My mind shifted to more pleasant imaginings, and heat rose to the surface of my skin. I pressed my hand against her back to feel the weight of her body. “I suppose I was.”

“Concerned for Sai or about Lira?”

“Both?”

She leaned in, kissed me, and allowed her lips to linger, the taste of her mouth sweet like the fruit. “What is it?”

I brushed a thumb over her cheek and couldn’t help but smile. “Do you see how he acts around her?”

“Yes. It’s because she's his Atalla. I already told you.”

Dark clouds pressed against the sky, and wind whipped from a storm that threatened. Elisa’s curls danced out on it, and I snagged one and wound it around my finger. “I love this romantic side to you… even if I don’t agree with it.”

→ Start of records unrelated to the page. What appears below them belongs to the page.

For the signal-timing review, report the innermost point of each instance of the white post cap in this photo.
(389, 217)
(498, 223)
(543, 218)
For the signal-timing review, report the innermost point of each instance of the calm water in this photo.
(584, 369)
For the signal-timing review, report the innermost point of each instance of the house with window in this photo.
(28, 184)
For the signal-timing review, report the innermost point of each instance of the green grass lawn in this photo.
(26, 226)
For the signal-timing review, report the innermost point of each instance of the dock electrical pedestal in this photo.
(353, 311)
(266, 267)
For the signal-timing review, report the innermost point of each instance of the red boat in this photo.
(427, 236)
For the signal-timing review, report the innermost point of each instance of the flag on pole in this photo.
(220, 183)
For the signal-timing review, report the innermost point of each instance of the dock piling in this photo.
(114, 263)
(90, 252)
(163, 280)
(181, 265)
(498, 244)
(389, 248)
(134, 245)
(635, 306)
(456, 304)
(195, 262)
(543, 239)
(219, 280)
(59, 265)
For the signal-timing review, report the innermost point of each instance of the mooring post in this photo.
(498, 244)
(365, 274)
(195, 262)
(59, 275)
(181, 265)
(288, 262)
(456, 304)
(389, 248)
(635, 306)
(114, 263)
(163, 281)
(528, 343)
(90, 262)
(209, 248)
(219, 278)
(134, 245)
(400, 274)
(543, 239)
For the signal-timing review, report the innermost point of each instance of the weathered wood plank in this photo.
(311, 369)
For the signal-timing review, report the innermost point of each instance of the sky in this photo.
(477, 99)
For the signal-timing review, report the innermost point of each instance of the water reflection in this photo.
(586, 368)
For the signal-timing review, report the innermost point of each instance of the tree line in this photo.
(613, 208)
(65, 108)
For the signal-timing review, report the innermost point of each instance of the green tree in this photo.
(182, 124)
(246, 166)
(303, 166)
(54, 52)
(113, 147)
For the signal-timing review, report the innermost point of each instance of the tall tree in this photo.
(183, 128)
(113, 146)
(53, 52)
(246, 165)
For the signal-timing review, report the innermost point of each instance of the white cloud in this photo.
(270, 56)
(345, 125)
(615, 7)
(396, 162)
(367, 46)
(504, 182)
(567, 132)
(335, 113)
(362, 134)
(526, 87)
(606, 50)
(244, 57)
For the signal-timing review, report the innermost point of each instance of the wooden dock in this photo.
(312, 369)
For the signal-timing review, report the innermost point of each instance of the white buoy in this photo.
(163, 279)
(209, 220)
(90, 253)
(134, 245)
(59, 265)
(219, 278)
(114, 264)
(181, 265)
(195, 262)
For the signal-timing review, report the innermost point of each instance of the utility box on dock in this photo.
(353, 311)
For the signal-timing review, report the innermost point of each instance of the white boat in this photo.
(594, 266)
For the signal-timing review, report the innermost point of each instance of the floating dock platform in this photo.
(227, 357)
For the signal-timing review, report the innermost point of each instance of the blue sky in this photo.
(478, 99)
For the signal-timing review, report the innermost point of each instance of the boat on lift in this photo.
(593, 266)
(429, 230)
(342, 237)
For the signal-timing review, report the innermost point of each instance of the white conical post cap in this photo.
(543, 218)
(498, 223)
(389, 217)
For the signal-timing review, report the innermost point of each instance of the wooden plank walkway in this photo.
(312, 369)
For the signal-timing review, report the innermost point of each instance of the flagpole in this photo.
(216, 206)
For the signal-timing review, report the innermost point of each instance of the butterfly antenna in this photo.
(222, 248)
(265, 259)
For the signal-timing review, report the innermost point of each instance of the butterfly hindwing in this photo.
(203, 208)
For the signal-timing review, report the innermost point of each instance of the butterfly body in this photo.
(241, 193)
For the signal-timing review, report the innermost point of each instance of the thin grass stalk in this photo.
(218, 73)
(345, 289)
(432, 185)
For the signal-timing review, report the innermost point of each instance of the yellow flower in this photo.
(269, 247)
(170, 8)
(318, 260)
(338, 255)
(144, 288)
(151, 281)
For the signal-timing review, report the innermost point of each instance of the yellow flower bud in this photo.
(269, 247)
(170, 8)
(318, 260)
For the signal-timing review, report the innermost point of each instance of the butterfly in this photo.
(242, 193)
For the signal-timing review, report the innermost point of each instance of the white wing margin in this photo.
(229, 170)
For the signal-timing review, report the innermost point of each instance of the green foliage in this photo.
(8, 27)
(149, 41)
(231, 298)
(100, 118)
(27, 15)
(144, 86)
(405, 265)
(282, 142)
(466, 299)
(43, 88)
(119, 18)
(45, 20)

“Think about it. The old ones always say those with the deepest magic have the strongest bond to their Atalla. Look at the two of them.” Her eyes flicked to where Sai had stepped even closer to Lira, her shoulder resting against his chest now. “They’ve barely known each other a full day.”

“That,” I hissed, “is my point exactly. This job requires focus and look at him. He’s… as distracted as one can be.”

Elisa shrugged. “I’d be happy if he found someone. He stays too alone. He scarcely has friends outside of you.”

“I would also be happy for him… as soon as this snatch is done.”

“Are you worried if we can trust her or not?”

“Nah. If Luz trusts her, I do.”

Elisa gave a nod that swept more of her curls over her shoulder and out against the darkening sky. There was no arguing with that—you couldn’t fool Luz.

“Of course, Lira’s different from most of our group… but so am I, I suppose.”

“Every one of us in this group is different.” Elisa rocked forward and kissed my nose. “And I love you for who you are.”

I softened at her words. I loved her unconditionally and exactly as she was, so I understood those feelings. “Being different can be dangerous.”

“Dangerous… Sounds exciting.”

Her voice had taken on a husky tenor, and I cleared my throat hard. God, if my desire for her wasn’t a distraction itself sometimes. The point I was making was about Lira. We didn’t know her magic or how much she understood it. She seemed uncertain. Now we just pulled her into this job that required hyper precision. The wind crackled the notices on the fence, and one yanked free, revealing another. I jumped up and ripped it loose. “Sai, come look at this.”